Ein festes Ziel hat auch Schweigers Figur in »Phantomschmerz«: Marc will einmal den Col du Tourmalet mit dem Fahrrad bezwingen, den höchsten Straßenpass in den Pyrenäen. Wie überhaupt Marcs Leben vom Fahrradsport infiziert ist. Er, der im Leben noch keinen Halt gefunden hat, jobbt im Fahrradladen (der »Robin Hood der Fahrradverkäufer«, wie er einmal sagt) und verfolgt mit seinem Freund Alexander (Stipe Erceg) die Tour de France. Ansonsten liebt er es, erfundene absurde Geschichten zu erzählen, vernachlässigt die Unterhaltszahlungen für seine Tochter und kommt zu spät, wenn er sich mit ihr verabredet hat. Seinen 72er Dodge muss er gegen eine Vespa tauschen, um an Geld zu kommen. Ein bisschen neuer Schwung kommt in sein Leben, als er Nika (Jana Pallaske) kennenlernt, die herausbekommt, dass seine Begabung zum Schreiben irgendwie zu früh zum Erliegen gekommen ist.
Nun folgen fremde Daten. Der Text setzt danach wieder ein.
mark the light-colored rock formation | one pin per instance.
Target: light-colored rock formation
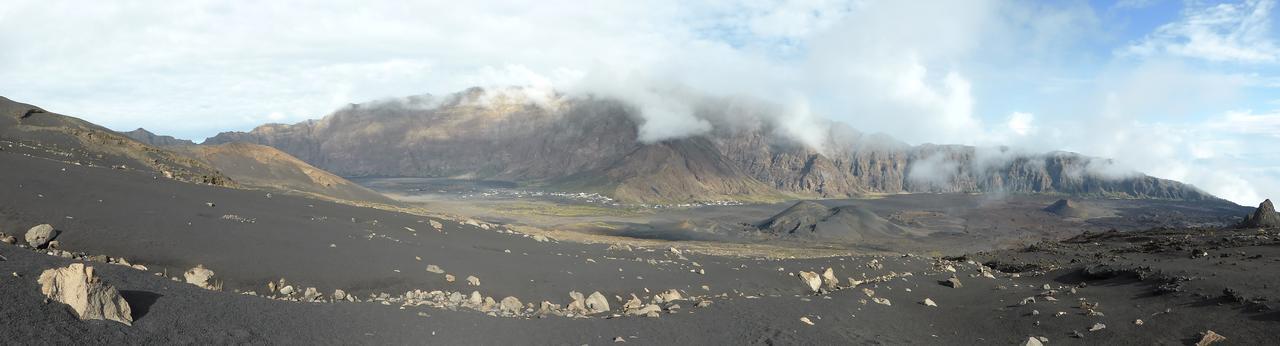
(40, 236)
(85, 292)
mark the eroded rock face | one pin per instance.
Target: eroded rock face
(521, 141)
(86, 294)
(597, 303)
(201, 277)
(1265, 217)
(40, 236)
(812, 280)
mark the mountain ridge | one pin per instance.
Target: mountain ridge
(592, 142)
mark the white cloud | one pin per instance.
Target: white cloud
(1220, 32)
(1020, 123)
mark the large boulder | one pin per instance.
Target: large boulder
(597, 303)
(85, 292)
(510, 306)
(201, 277)
(812, 280)
(40, 236)
(828, 278)
(1265, 217)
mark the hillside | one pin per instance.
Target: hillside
(592, 144)
(145, 136)
(265, 167)
(65, 139)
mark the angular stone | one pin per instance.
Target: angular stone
(40, 236)
(86, 294)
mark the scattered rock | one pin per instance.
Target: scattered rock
(812, 280)
(830, 280)
(200, 277)
(951, 282)
(311, 294)
(1265, 217)
(86, 294)
(510, 305)
(670, 295)
(597, 303)
(40, 236)
(1208, 337)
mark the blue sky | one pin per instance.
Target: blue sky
(1182, 90)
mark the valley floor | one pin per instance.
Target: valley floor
(251, 238)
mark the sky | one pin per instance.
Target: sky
(1180, 90)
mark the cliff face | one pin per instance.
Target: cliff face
(592, 144)
(145, 136)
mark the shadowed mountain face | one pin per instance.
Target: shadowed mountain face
(30, 130)
(65, 139)
(589, 144)
(808, 219)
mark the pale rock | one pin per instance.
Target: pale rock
(201, 277)
(510, 305)
(40, 236)
(597, 303)
(86, 294)
(828, 278)
(812, 280)
(1210, 337)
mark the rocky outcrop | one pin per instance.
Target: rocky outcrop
(809, 219)
(85, 292)
(67, 139)
(201, 277)
(40, 236)
(592, 144)
(1265, 217)
(1066, 209)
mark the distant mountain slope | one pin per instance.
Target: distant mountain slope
(809, 219)
(145, 136)
(265, 167)
(592, 144)
(67, 139)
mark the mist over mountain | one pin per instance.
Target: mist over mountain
(748, 150)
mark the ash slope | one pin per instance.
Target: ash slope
(590, 144)
(165, 226)
(809, 219)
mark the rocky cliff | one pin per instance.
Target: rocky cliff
(592, 144)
Eines Nachts wird er Opfer eines Verkehrsunfalls, durch den er sein linkes Bein verliert. Und »Phantomschmerz« erzählt davon, wie er langsam wieder in das Leben zurückfindet. »Phantomschmerz« ist ein ernster Film und deshalb durchaus ungewöhnlich im Komödien gepflasterten Werk von Schweiger. Das Schöne an »Phantomschmerz« ist, dass er sich Zeit lässt, dass er eher undramatisch daherkommt. Und dass er an vielen Stellen die richtigen Bilder findet für seine Geschichte, die ja auch von Liebe und Freundschaft handelt. Einmal lassen Nika und er in einer der berührendsten Szenen des Films zwei ferngesteuerte Doppeldecker von der Radarstation auf dem Berliner Teufelsberg aus fliegen – Marc liebt Saint-Exupéry, weil der Schriftsteller und Actionheld war. Und wenn Marc aus der Klinik kommt, trägt ihn sein Freund Alexander auf dem Rücken die Treppe hoch, eine einfache und nahe liegende Geste, die aber doch das Verhältnis der beiden Freunde prägnant zusammenfasst.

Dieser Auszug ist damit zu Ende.